Ich persönlich sehe einfach die Gefahr, dass eine frugale Lebensweise zu einer ziemlich bösartigen Schieflage in der Vermögensverteilung führen könnte,

Das glaube ich weniger, es gibt immer genug Menschen die über ihren Verhältnissen leben und die zahlen oft Zinsen von den andere Leben.

 

»In meinem Alter begreife ich, dass Zeit mein kostbarster Besitz ist.« »Freiheit bedeutet, dass man nicht unbedingt alles so machen muss wie andere Menschen.« »Eine Aktie zu verkaufen die fällt, ist in etwa so, als ob man ein Haus für 100.000 Dollar kauft und es verkauft, sobald jemand 80.000 Dollar dafür bietet.« Buffett

@fritz

Wirtschaften und Wirtschaft:

Ich bin wie Sie ebenfalls skeptisch in Bezug auf die Nachhaltigkeit unserer Wirtschaftsweise. Nur: Frugalisten nutzen es, im schlimmsten Fall sogar exzessiv. Nehmen wir einen typischen Frugalisten, der mit breit gestreuten Aktienportfolios versucht, eine Balance zwischen riskanten und weniger riskanten Investments zu finden, dabei aber trotzdem eine Performance ähnlich des allgemeinen Markttrends zu finden. Er spekuliert also auf eine durchschnittliche Rendite von etwa 7%. Mehr wäre ihm aber lieber. Was bedeutet aber eine jährliche Rendite von 7%? Exponentielles Wachstum! Also mag der Frugalist in seinen persönlichen Konsumentscheidungen bescheiden, nachhaltig und aufgeklärt sein, seine Investments in Höhe von einigen zehn- bis hunderttausend Euronen sind es nicht. Wie auch? Bei den Renditevorgaben?

Entnahmestrategie

Oliver hat in seinem Rechenbeispiel keine Inflation in seinen Konsumbedarf eingerechnet. Ich gehe also davon aus, dass er diese in seiner Entnahmestrategie unterbringt. Das bedeutet aber, dass er mindestens von einer Rendite von 6% ausgehen muss. Nur: Wo kommen die in der Ruhestandsphase her? Doch nur über den Verkauf von Kapitalanlagen, oder nicht? Also muss genau austariert werden, dass ich immer weniger als Renditerate minus Inflation entnehme, oder nicht?

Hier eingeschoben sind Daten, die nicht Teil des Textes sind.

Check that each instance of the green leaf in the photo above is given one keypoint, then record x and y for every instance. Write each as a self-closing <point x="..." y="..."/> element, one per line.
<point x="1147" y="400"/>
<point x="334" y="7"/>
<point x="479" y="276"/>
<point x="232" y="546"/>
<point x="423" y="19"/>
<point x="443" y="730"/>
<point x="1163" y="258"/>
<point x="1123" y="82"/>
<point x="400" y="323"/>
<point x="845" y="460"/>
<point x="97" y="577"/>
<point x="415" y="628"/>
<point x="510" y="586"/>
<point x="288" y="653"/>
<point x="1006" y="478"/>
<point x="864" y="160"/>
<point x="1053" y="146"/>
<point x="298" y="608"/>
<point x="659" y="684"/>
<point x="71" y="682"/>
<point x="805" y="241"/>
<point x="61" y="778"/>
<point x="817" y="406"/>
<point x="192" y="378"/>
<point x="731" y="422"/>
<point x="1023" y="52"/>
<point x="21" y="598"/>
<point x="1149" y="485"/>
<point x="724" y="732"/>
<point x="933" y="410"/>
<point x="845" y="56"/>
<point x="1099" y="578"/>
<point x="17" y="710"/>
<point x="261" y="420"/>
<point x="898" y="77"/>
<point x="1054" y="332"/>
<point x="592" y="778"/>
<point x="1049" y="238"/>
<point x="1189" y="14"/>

Bin jetzt leider kein Ökonom, aber wir sind hier ja im Internet, und da dürfen auch Leute wie ich was sagen, auch wenn sie eigentlich nicht gefragtwerden;-):

Das mit dem Sparen und Knappheit wäre wohl schon so, aber, wie hier und andernorts schon geschrieben wurde: Macht ja nicht jeder.

Ich glaube auch nicht, dass diese Sache (wenn wir von diesem FIRE-Konzept reden, das hier eigentlich kaum einer so richtig verfolgt...) den Anspruch erhebt, eine neue Gesellschaftsordnung zu sein. Das ist eine höchstindividuelle Sache, und hat die Gesellschaft nicht im engeren Fokus.

Zu bedenken wäre noch: Auch die Leuten, die das FIRE-Konzept verfolgen, sparen nur über einen begrenzten Zeitraum einen Großteil ihres Einkommens. Wenn der Punkt der finanziellen Unabhängigeit erreicht wird, wird ja entspart.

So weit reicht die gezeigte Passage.